Existe, nesse “sistema” de produção, um forte desejo de contrariar a crítica e, para isso, utilizou-se de piadas sutis, artistas de rádio famosos e um novo público alvo para as obras: as massas. Durante a sua época, as chanchadas eram aclamadas pelo público e desprezadas pela crítica, que via essas produções como apresentações vulgares e de baixo prestígio. Já os brasileiros “médios”, pessoas comuns que consumiam cinema por lazer, se divertiam com as aventuras dos heróis bobos e alegres nas telas. Os filmes, então, se tornaram um descanso para a rotina puxada, um fôlego de felicidade e simplicidade. Portanto, a comédia, as paródias, a presença de figuras conhecidas pelo público, filmes de enredo e personagens caricatos constituíram o que se tornaria as chanchadas.

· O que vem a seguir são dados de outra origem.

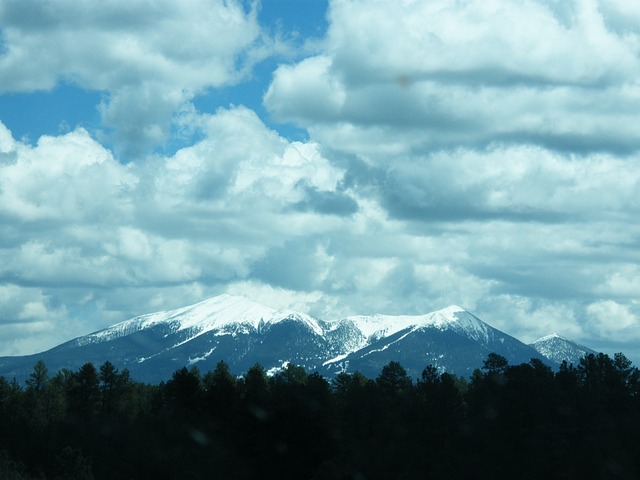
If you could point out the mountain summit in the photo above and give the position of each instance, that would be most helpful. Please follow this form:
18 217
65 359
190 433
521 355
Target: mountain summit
558 348
242 333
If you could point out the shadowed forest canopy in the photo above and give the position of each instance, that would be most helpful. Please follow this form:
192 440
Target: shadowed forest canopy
506 421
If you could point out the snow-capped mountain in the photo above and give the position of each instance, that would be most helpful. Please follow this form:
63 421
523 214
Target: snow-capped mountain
450 339
557 348
242 333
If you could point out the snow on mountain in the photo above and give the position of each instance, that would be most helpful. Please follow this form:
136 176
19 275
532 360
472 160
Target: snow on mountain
378 326
558 349
242 332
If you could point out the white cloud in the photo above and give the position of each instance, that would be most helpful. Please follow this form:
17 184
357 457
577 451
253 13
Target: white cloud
148 58
413 77
481 154
610 319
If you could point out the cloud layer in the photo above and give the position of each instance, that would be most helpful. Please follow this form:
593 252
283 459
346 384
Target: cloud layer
482 154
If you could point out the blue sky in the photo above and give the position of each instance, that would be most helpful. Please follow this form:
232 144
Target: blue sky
337 157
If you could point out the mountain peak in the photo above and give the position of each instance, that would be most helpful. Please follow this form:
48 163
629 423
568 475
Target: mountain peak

Outrossim, é de suma necessidade pontuar a importância e o impacto que o rádio teve nesse período do cinema brasileiro. O rádio era o momento, era ele que possuía as grandes vozes do país e, a partir do instante em que há a possibilidade de um cinema falado, não havia como não incorporar algumas individualidades do radialismo para as telas em preto e branco. É assim, por meio de musicais introduzidos de forma lúdica na narrativa, que as chanchadas abriram caminho nas mídias sonoras. Agora o cinema era audiovisual. E Atlântida fazia questão de não mascarar esse estilo de inserção, diferente das produções hollywoodianas que tentavam apresentar as “cenas cantadas” mais sutilmente. E o público brasileiro aceitou muito bem a musicalidade escancarada das chanchadas. Essas, mesmo mais “perceptíveis” que as americanas, ainda tinham sentido dentro da trama e eram parte substancial para a mesma. Adicionando um tipo de interação diferente da costumeira, o que chamava a atenção dos espectadores e os atraía para as salas de cinema.

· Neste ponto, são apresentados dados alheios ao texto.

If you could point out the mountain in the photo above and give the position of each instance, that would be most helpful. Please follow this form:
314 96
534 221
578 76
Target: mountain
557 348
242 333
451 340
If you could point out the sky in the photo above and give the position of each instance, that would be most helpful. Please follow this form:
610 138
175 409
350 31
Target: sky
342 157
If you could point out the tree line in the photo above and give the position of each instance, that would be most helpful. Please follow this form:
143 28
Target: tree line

Em Barnabé, tu és meu, a música se apresenta de maneira divertida e em cenas de intenção cômica. Sempre com o protagonista em destaque, pois a história é sobre ele e como ele está enfrentando as situações em que se encontra, sempre de forma leve e descontraída. Quase como se não se preocupasse com o que aconteceria depois, sentindo medo apenas quando está frente a frente com uma possível morte. Essa que nunca acontece, pois, aqui, o que prende o público é como o personagem vai vencer seus inimigos e ficar com a donzela. Tudo isso sendo sagaz e enganando o vilão do modo mais engraçado possível. E é por isso que o musical se dissolve tão bem nas chanchadas, pois os espetáculos são um incremento de sobreposição a uma aura pitoresca pré existente pela própria essência do protagonista.

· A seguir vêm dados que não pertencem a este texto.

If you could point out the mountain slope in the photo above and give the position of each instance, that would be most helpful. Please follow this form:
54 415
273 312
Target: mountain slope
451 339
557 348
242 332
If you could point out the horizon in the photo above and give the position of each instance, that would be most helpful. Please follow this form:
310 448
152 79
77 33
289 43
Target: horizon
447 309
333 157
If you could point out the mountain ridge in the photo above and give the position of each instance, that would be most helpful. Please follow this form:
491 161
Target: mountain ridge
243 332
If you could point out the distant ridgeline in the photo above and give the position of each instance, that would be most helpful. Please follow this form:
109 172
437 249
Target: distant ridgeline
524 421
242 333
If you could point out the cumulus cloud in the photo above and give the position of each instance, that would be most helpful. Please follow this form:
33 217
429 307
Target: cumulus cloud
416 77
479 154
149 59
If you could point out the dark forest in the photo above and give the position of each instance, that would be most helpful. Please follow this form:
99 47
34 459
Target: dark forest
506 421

De modo geral, pode-se dizer que Barnabé, tu és meu, dirigido por José Carlos Burle, não é o maior e/ou mais famoso filme produzido pela Atlântida Cinematográfica. Todavia, é uma obra interessantíssima para se analisar com olhos atentos, buscando os sinais e traços das chanchadas. E é válido compreender que não teve como propósito principal passar uma mensagem poética, mesmo que possa vir a ter sobre uma ótica de um espectador mais sentimental. Mas, sim, teve a intencionalidade de contar uma história com começo, meio e fim, tirar risadas do público e fazer com que o mesmo se esquecesse do mundo fora da sala de cinema por uma hora e meia. E nisso, Barnabé, tu és meu consegue se cumprir muito bem.